(468a) END-to-END DATA Paradigm for Cell LINE Development | AIChE

(468a) END-to-END DATA Paradigm for Cell LINE Development

Authors 

Tat, J., University of California San Diego
Kyger, R., Amgen
Yuan, Y., Amgen
Cuellar, M., Amgen
Lay, F., Amgen
Daris, K., Amgen
Das, A., Amgen
Gomez, N., Amgen
Wang, T., Amgen
Georgescu, R., Amgen
Stevens, J., Amgen
Stevens, J., Amgen
Cell Line Development holds a critical role in creating and selecting cell lines that become the Master Cell Banks for clinical and commercial biomanufacturing. Critical decisions are made during cell line development processes, such as the final subclone selection which typically will be locked throughout the life of a project. Datasets used to drive these decisions traditionally requires resource-intensive manual cell culture experiments and analytics to generate hundreds to thousands of datapoints per experiment. However, these datasets have largely been composed of discrete or endpoint measurements in which critical decisions are dependent upon. Furthermore, data manipulation and analysis are often conducted on a per-project basis. We have identified the need to shift from processes governed by empirical data siloes to a data-centric platform that provides holistic insight and predictive power. Our approach to entering an end-to-end data paradigm in Cell Line Development involves adopting more high-throughput, data-rich technologies, establishing an Enterprise Data Lake (EDL), creating visualization tools, deploying automation, and applying off-the-shelf machine learning algorithms.
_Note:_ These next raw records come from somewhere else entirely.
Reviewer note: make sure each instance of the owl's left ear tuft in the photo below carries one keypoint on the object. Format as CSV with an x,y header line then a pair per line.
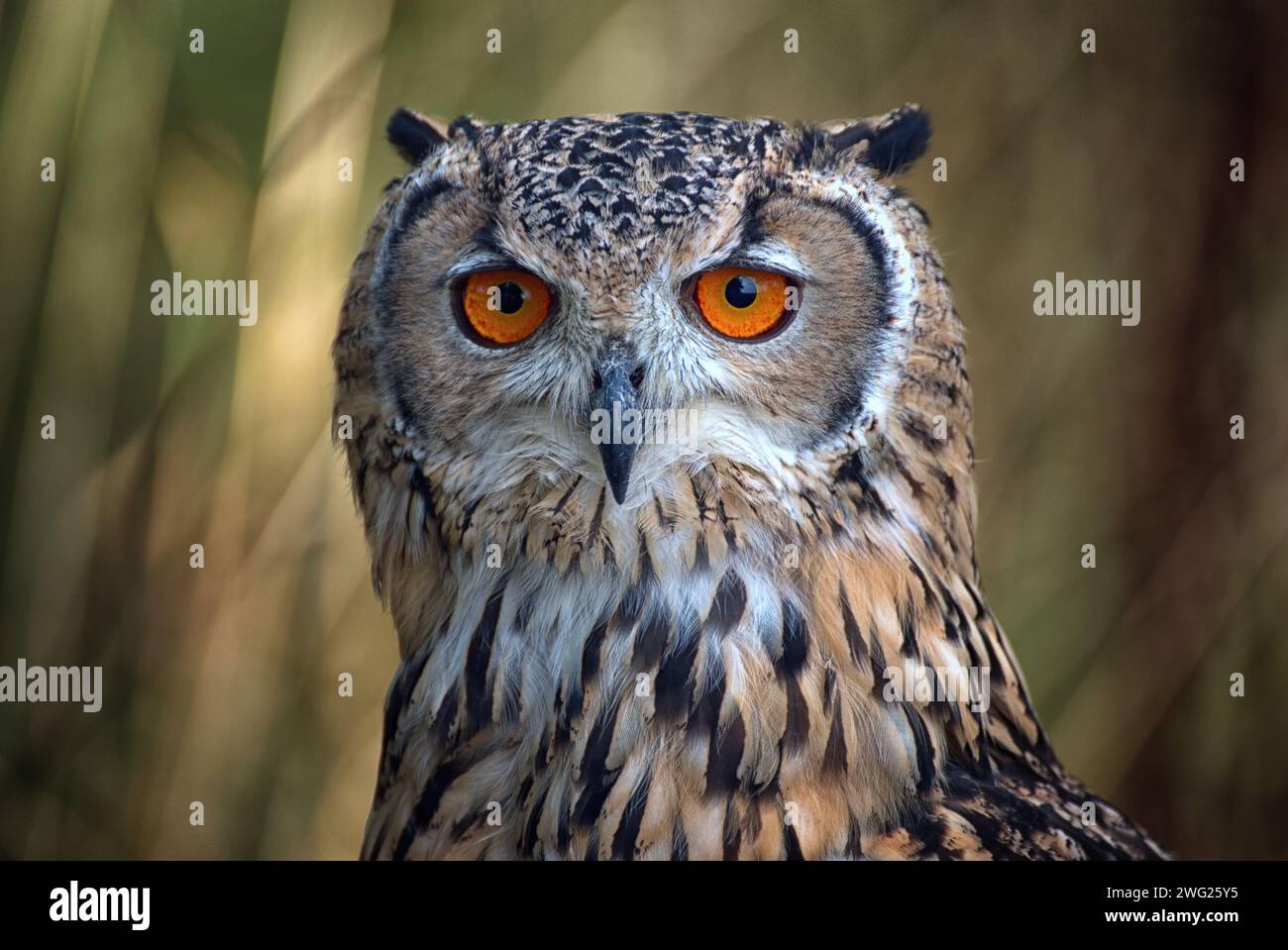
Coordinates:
x,y
888,143
413,136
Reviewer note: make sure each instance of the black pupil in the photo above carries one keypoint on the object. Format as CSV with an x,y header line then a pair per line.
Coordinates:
x,y
741,291
511,296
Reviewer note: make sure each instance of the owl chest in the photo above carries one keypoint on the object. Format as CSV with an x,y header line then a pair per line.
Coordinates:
x,y
691,716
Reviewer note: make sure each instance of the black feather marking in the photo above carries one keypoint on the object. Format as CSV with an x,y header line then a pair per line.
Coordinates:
x,y
795,640
413,137
673,686
724,755
892,147
426,804
629,828
729,604
797,730
478,659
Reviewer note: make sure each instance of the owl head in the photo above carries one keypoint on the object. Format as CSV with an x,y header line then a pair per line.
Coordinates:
x,y
759,297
  • High-throughput technologies and methods were implemented, such as Berkeley Lights Beacon, digital-droplet PCR (ddPCR), RNA-seq that increase the scale and granularity of data we can now interrogate.
  • Laboratory and data automation tools were deployed to reduce resources required to generate and manipulate data.
  • Amgen’s EDL was established to house historical and novel big data and serves as the central source to enable digital tools and the ability to effectively manage and mine data
  • Real-time visualization dashboards were created and deployed to create instant trends and tables—eliminating hours of data extraction, manipulation, and analysis.
  • Multi-variate data analysis was integrated into our decision-making process to leverage the availability and granularity of increased datasets and provide holistic insight across historical projects.
  • Predictive models using open-source python-based machine learning algorithms were created to predict downstream features and provide future insight.

Altogether, in our new paradigm, data will be the central driver to ensure clones of high quality are produced from the moment a cell is transfected to when a clonal bank is created. This will open opportunities to shrink timelines and connect disjointed processes from research to commercialization.